That said I’m also here to provide my 50cents about the statement of having to be in the 90%+ ballpark to even see usage. And in my opinion you’re a little in the wrong about that - it will also be a lost war as well as a gate to always use a cloud based STT like amazon, google and so on.
What you need is a way to handle inputs below a certain wanted confidence threshold (would be great if the user could set it).
Why not let Mycroft respond: I didn’t understand you perfectly - did you mean “…”? and use that info to train the system.
Personally I’m totally fine with confidence levels of around 80%. It works absolutely great for me - with just 20 minutes of training it recognizes what I’m saying with a confidence of 80-93% mostly).
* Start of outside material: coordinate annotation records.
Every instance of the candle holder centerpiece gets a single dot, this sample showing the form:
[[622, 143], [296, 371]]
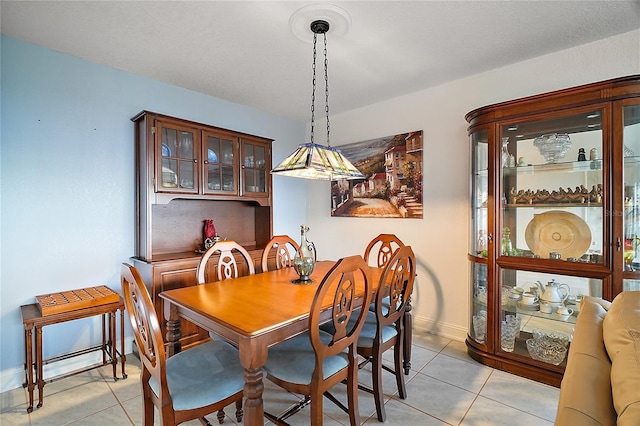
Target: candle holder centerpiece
[[304, 261]]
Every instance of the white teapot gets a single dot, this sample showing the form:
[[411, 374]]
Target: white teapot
[[553, 293]]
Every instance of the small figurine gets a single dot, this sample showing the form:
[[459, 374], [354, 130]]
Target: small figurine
[[581, 155]]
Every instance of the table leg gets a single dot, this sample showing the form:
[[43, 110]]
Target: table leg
[[408, 340], [28, 345], [174, 332], [252, 358], [253, 388], [112, 346], [123, 357], [39, 366]]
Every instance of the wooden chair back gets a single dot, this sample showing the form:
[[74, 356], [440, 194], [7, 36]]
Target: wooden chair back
[[146, 329], [395, 287], [212, 391], [382, 247], [340, 284], [285, 248], [227, 266]]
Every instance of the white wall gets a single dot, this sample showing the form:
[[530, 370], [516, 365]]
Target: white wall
[[440, 239], [67, 176]]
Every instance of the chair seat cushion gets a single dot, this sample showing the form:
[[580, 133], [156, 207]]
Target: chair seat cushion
[[202, 375], [293, 361], [386, 301], [368, 332]]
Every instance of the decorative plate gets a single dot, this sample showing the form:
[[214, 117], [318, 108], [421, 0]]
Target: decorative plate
[[558, 231]]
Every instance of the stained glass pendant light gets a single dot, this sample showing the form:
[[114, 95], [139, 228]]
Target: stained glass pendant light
[[310, 160]]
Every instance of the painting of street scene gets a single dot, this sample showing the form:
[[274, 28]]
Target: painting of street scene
[[392, 186]]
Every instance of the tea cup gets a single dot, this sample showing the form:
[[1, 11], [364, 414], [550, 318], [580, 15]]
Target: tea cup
[[529, 298], [546, 308], [563, 310]]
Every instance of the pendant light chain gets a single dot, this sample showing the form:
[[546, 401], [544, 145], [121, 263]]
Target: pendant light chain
[[326, 87], [313, 92]]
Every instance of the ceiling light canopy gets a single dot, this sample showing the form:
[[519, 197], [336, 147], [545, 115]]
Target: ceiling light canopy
[[310, 160]]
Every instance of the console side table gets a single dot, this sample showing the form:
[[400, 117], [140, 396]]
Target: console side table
[[34, 321]]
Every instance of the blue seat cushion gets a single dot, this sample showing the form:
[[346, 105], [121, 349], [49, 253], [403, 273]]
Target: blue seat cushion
[[386, 301], [294, 360], [368, 332], [202, 375]]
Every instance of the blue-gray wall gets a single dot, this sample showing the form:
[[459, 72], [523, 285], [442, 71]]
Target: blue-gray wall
[[67, 176]]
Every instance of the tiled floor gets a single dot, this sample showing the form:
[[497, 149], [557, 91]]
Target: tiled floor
[[445, 387]]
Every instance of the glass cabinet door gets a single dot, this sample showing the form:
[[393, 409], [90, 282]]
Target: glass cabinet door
[[177, 148], [220, 162], [631, 198], [552, 188], [480, 193], [479, 302], [254, 167], [534, 303]]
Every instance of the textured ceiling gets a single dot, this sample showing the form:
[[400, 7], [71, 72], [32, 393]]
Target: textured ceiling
[[245, 51]]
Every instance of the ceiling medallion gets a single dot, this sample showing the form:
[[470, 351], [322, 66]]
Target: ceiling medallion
[[338, 19]]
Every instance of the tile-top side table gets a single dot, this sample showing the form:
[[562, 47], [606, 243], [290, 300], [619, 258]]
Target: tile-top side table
[[34, 321]]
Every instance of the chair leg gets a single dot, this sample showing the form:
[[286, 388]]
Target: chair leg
[[408, 340], [398, 356], [378, 396], [239, 412], [148, 412], [352, 394], [316, 407]]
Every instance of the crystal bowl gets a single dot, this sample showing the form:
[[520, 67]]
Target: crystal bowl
[[546, 351], [552, 336], [553, 146]]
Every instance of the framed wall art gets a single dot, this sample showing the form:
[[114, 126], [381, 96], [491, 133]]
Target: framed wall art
[[392, 187]]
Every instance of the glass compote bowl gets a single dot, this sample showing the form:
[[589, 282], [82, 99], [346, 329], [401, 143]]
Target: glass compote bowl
[[553, 146]]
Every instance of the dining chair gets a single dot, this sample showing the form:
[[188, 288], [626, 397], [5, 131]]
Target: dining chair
[[313, 362], [285, 248], [384, 328], [227, 266], [189, 385], [383, 247]]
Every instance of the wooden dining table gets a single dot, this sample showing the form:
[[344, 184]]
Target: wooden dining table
[[252, 312]]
Keep in mind that I’m not even a native speaker. Native speakers would see an even better experience I’m sure.

Also about that proxy thing for google SST
You’re talking about how that will break the connection. Is that guaranteed?
As in you’re mentioning it’s not user based - what about device identifiers?
How how will you cover the usage costs? From what I’ve read it costs (a lot) https://cloud.google.com/speech/
How can you be sure google SST can’t identify by usage patter, voice and context?

I’m genuinely interested in buying a Mark II (because of the array) device but all this talk about using google/amazon or other cloud SST provides makes me question it in terms of protecting my privacy.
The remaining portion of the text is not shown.